Dalam menuntun laku dan pertumbuhan kodrat anak, KHD mengibaratkan peran pendidik seperti seorang petani atau tukang kebun. Anak-anak itu seperti biji tumbuhan yang disemai dan ditanam oleh pak tani atau pak tukang kebun di lahan yang telah disediakan. Anak-anak itu bagaikan bulir-bulir jagung yang ditanam. Bila biji jagung ditempatkan di tanah yang subur dengan mendapatkan sinar matahari dan pengairan yang baik maka meskipun biji jagung adalah bibit jagung yang kurang baik (kurang berkualitas) dapat tumbuh dengan baik karena perhatian dan perawatan dari pak tani.
Dalam proses “menuntun”, anak diberi kebebasan namun pendidik sebagai ‘pamong’ dalam memberi tuntunan dan arahan agar anak tidak kehilangan arah dan membahayakan dirinya. Seorang ‘pamong’ dapat memberikan ‘tuntunan’ agar anak dapat menemukan kemerdekaannya dalam belajar. Anak juga secara sadar memahami bahwa kemerdekaan dirinya juga mempengaruhi kemerdekaan anak lain. Oleh sebab itu, tuntutan seorang guru mampu mengelola dirinya untuk hidup bersama dengan orang lain (menjadi manusia dan anggota masyarakat)
KHD juga mengingatkan para pendidik untuk tetap terbuka namun tetap waspada terhadap perubahan-perubahan yang terjadi, pendidikan anak sejatinya menuntut anak mencapai kekuatan kodratnya sesuai dengan alam dan zaman. Didiklah anak-anak dengan cara yang sesuai dengan tuntutan alam dan zamannya sendiri. Indonesia dengan memiliki 2 musim (musim hujan dan musim kemarau) serta bentangan alam mulai dari pesisir pantai hingga pegunungan memiliki keberagaman dalam memaknai dan menghayati hidup. Demikian pula dengan zaman yang terus berkembang dinamis mempengaruhi cara pendidik menuntun para murid.

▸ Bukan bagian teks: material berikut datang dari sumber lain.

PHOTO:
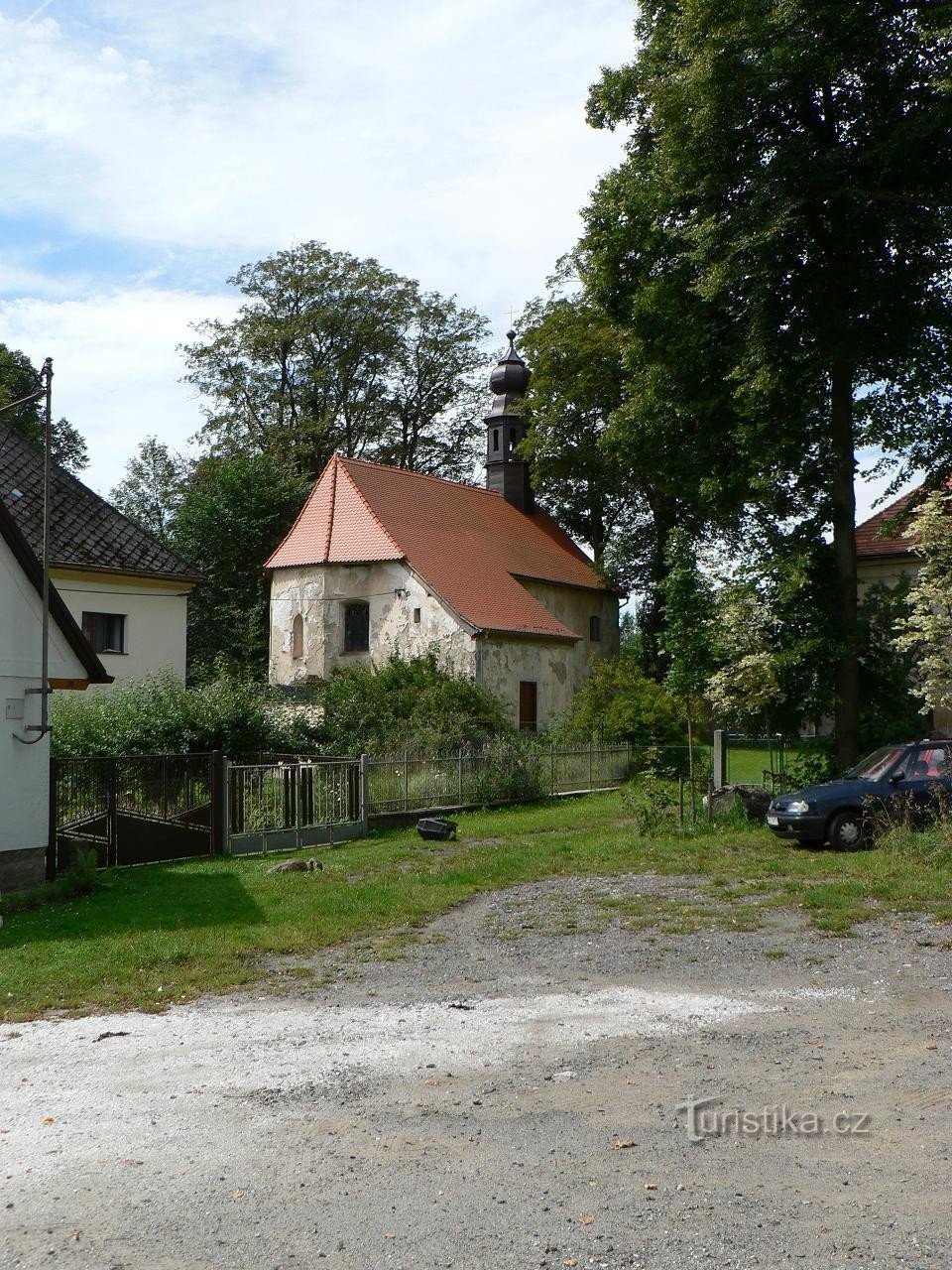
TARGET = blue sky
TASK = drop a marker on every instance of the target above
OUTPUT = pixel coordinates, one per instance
(150, 149)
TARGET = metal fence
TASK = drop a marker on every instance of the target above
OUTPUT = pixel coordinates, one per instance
(131, 810)
(168, 807)
(411, 783)
(294, 803)
(757, 760)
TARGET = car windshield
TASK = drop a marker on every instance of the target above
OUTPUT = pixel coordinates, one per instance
(876, 765)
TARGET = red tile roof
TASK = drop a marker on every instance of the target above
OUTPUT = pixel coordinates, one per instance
(468, 545)
(883, 534)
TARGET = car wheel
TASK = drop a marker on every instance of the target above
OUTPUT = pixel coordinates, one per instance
(848, 830)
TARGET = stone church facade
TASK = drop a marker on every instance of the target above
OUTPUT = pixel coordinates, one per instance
(388, 562)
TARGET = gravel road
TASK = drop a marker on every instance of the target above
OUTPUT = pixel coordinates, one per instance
(509, 1087)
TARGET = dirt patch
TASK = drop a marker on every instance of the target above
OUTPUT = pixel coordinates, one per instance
(517, 1082)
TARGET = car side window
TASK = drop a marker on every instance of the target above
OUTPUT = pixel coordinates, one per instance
(928, 763)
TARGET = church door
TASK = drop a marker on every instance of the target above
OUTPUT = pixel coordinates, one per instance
(529, 705)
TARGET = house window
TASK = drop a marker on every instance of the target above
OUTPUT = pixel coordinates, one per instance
(105, 631)
(529, 705)
(357, 627)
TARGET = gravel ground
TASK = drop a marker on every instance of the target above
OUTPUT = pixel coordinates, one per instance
(507, 1087)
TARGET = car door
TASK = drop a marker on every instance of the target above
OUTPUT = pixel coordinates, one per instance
(921, 784)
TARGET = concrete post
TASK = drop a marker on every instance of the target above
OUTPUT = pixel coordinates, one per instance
(720, 758)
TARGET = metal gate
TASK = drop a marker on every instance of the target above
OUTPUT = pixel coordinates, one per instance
(132, 811)
(289, 804)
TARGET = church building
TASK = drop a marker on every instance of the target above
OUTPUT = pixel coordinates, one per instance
(388, 562)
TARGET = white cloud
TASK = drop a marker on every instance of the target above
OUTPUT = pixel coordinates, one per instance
(447, 136)
(116, 367)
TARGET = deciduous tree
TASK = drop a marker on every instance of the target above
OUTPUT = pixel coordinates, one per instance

Pengaruh dari luar tetap harus disaring dengan tetap mengutamakan kearifan lokal sosial budaya Indonesia. Oleh sebab itu, isi dan irama yang dimaksudkan oleh KHD adalah muatan atau konten pengetahuan yang diadopsi sejatinya tidak bertentangan dengan nilai-nilai kemanusiaan dan konteks sosial budaya yang ada di Indonesia. Kekuatan sosial budaya Indonesia yang beragam dapat menjadi kekuatan kodrat alam dan zaman dalam mendidik (menuntun kekuatan kodrat anak).
Pada akhirnya pendidikan itu bermuara ke 3M, Murid, Murid dan Murid. Jadi, anaklah orientasi utama. Pendidikan dan Pendidik yang memandang anak dengan rasa hormat. Dengan bahasa dari Ki Hadjar, Bebas dari segala ikatan, dengan suci hati mendekati sang anak, Tidak meminta untuk suatu hak, namun untuk berhamba pada sang anak.
REFLEKSI
Selama ini, jika saya mendengar kata Ki Hadjar Dewantara, maka yang akan teringat adalah Ing Ngarsa Sung Tuladha, Ing Madya Mangun Karsa, Tut Wuri Handayani. Akan tetapi setelah saya pelajari lebih seksama Filosofi Pendidikan Nasional Ki Hadjar maka yang ada di benak saya tidak hanya tiga kata itu.
Dari modul ini, saya mengerti kenapa Beliau mendirikan Taman Siswa, agar pendidikan dapat dirasakan oleh seluruh rakyat. Makna Pendidikan memberi tuntunan terhadap segala kekuatan kodrat yang dimiliki anak agar ia mampu mencapai keselamatan dan kebahagiaan yang setinggi-tingginya baik sebagai seorang manusia maupun sebagai anggota masyarakat, juga lebih saya pahami terutama ada kata menuntun disana.
Selain itu memberikan pendidikan sesuai dengan kodrat alam dan kodrat zaman, yang sekarang secara esensi sudah saya terapkan di sekolah saya, ternyata jauh sudah digaunkan oleh KHD. Orientasi pendidikan yakni 3M, Murid, Murid dan Murid, hingga ada istilah Pendidikan yang menghamba pada anak, mudah-mudahan dapat saya terapkan secara maksimal di kelas-kelas saya. Terlebih saat ini, tugas saya sebagai Kepala Sekolah tentunya memaksimalkan segala potensi yang ada.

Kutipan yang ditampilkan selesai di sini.